New U.S. single-family home sales fell 7.3% in May to a seasonally adjusted annual rate of 580,000, as mortgage rates near 6.5% and stubborn prices kept buyers away even as supply remained badly needed. The U.S. Census Bureau and the U.S. Department of Housing and Urban Development released the figures on June 24, showing sales also ran 6.8% below May 2025 and down from a revised 622,000 in April.
The pricing picture underscored why demand stayed weak. The median new-home price in May was $424,900, little changed from a year earlier, while the average sales price reached $540,600. At the same time, months’ supply of new homes rose to 9.7 from 9.3 in April, a sign that houses are taking longer to move even as builders try to clear inventory.
Mortgage costs remained the main drag. Freddie Mac said the average rate on a 30-year fixed mortgage was 6.47% for the week ending June 18, down from 6.52% the previous week but still well above levels buyers were accustomed to before 2022. Rates have climbed by about 50 basis points since the conflict with Iran began at the end of February, a reminder that geopolitical tensions can spill into housing when oil prices and Treasury yields move higher.
The weakness in new-home sales fits a broader picture of strain across the housing sector. The National Association of Home Builders said builder confidence fell to 35 in June, the 14th straight month below 40, and 35% of builders were cutting prices, up from 32% in May. That suggests developers are leaning on discounts to keep traffic moving, but they have not yet been able to break the affordability logjam for ordinary buyers.

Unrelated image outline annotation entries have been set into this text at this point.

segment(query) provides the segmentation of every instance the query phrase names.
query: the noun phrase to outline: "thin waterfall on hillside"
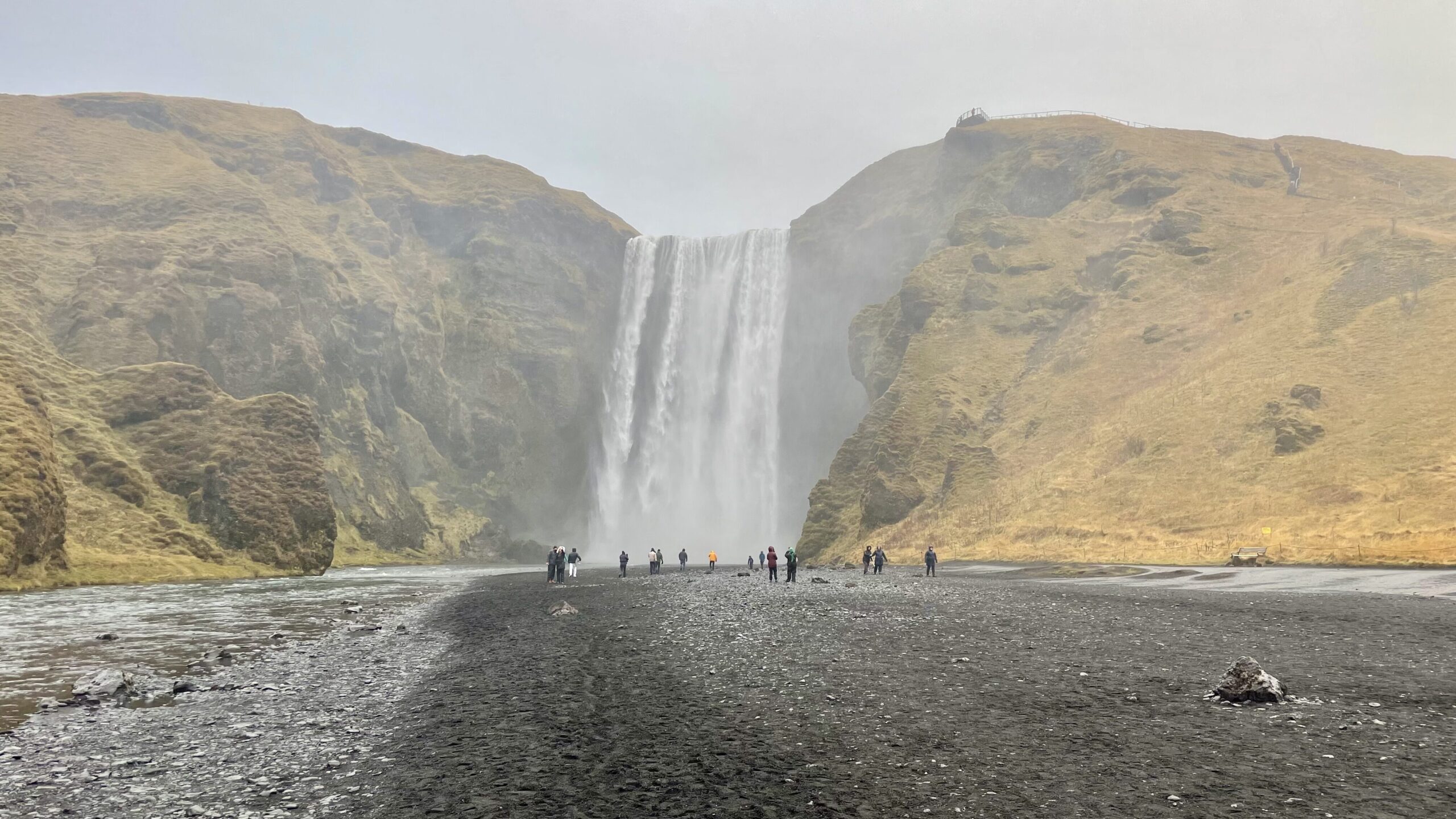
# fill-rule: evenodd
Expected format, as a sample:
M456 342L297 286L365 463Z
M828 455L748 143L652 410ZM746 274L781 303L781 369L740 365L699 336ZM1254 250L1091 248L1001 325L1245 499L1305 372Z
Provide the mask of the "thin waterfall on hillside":
M594 555L776 545L788 230L638 236L623 264Z

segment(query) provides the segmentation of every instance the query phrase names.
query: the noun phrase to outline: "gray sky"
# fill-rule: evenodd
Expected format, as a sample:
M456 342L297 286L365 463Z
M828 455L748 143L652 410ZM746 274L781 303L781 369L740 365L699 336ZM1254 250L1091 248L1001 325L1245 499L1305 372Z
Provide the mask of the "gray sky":
M1456 154L1447 0L12 0L0 92L294 108L521 163L648 233L783 226L957 114Z

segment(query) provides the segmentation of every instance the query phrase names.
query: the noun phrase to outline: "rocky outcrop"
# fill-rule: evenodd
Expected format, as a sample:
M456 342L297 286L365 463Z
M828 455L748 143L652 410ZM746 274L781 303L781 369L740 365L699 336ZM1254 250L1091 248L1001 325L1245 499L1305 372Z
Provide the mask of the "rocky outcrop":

The market has not frozen everywhere. The National Association of Realtors said existing-home sales rose 3.2% in May to an annual rate of 4.17 million, with a median price of $429,300 and inventory at 1.55 million homes, equal to 4.5 months’ supply. Even so, the split between rising existing-home activity and sagging new-home sales shows how uneven the recovery remains, with higher borrowing costs continuing to shape who can buy and who must wait.